HIH Insurance failed in 2001, but the dust has yet to settle on one of the most spectacular collapses in Australian corporate history.

A Federal Treasury paper on the HIH Claims Support Scheme shows 82 HIH Group subsidiary companies in Australia have been subject to liquidation; 54 have been finalised, but 28 have yet to be fully liquidated.

The paper also shows liquidator McGrathNicol has conducted about 350 commutations with HIH’s reinsurers, resulting in reinsurance asset recoveries to the HIH estate of $850 million.

“The liquidator has also settled, on a confidential basis, two major litigation claims against HIH’s former directors, auditors and advisers, resulting in substantial returns for creditors,” the Treasury paper says.

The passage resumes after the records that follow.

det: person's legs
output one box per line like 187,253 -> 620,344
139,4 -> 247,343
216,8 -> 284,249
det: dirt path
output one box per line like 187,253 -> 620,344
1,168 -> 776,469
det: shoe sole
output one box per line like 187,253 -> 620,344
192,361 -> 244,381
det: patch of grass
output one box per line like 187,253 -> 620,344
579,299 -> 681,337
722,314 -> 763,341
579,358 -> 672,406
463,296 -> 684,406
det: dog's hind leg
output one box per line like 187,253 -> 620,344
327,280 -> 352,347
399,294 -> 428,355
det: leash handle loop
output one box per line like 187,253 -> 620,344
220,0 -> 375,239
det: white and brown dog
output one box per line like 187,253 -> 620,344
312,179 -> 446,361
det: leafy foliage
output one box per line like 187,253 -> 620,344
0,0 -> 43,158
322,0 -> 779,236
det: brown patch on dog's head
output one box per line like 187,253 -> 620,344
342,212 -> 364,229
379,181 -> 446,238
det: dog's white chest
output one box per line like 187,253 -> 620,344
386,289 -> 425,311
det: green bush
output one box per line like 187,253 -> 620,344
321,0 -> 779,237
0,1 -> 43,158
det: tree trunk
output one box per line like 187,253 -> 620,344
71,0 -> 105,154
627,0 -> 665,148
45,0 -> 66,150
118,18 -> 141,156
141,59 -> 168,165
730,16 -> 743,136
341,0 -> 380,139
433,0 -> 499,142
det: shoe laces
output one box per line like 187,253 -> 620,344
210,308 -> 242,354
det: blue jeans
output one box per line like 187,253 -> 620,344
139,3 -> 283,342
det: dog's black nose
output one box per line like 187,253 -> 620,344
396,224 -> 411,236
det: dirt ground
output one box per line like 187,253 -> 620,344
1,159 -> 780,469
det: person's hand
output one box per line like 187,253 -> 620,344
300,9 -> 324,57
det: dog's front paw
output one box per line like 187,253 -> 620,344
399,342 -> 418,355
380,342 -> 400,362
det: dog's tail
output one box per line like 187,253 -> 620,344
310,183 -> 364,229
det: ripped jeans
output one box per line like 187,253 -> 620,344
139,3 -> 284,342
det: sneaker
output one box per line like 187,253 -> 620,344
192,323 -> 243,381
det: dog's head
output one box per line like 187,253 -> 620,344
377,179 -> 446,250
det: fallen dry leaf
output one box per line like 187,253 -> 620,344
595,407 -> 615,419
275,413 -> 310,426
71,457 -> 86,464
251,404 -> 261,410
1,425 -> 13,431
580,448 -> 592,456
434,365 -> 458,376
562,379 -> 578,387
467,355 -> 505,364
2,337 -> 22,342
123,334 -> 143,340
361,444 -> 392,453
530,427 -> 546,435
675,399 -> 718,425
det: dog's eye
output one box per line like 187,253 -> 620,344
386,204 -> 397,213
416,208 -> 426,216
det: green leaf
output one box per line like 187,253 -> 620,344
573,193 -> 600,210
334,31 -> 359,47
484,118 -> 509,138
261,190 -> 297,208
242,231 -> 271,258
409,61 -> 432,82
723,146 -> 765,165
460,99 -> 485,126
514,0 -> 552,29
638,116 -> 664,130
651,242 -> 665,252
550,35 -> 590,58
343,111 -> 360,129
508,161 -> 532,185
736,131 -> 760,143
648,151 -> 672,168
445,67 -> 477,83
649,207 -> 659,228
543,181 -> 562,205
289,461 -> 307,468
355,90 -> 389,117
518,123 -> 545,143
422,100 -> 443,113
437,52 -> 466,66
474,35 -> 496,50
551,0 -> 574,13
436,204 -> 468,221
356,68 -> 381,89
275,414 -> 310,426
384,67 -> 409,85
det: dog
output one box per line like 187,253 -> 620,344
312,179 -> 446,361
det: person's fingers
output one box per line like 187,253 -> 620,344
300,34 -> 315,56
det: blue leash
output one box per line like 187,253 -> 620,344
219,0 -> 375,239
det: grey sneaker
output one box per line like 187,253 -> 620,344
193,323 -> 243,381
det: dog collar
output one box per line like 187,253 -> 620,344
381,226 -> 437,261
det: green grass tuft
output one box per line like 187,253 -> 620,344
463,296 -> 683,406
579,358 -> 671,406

Since 2006, when eight HIH subsidiary general insurance companies were placed into schemes of arrangement in Australia – along with four companies in the UK – distributions have been made to creditors of the eight insurers.

At the time of its failure, HIH Group consisted of more than 240 individual companies, of which eight were licensed or formerly licensed general insurance companies incorporated in Australia.

Final recoveries during the liquidation process vary from 11 cents in the dollar to 100 cents.

The largest creditor, the Federal Government, has received payments from the HIH estate of about $318 million, or 44 cents in the dollar.

The paper describes the HIH collapse as a “critical event in the evolution of Australia’s financial system”.

“HIH’s failure was the catalyst for substantial policy reform, notably in the regulation of Australia’s general insurance industry but also in areas as diverse as tort law, corporate governance, audit standards and policyholder protection,” authors Claudio Damiani, Naomi Bourne and Martin Foo say.

“Even today, almost 14 years since its collapse, the ghosts of HIH continue to resonate with policymakers and regulators.”

The Claims Support Scheme started on June 7 2001, three months after HIH was placed into provisional liquidation, initially as a subsidiary of the Insurance Council of Australia, then in 2004 as a company directly controlled by Treasury.

It was most active in its early years. By mid-2004 half of the 10,953 eligible claims had been finalised. By mid-2008 most claims the scheme would receive had been finalised.

The scheme was formally deregistered in April 2013, having made settlements of about $731 million.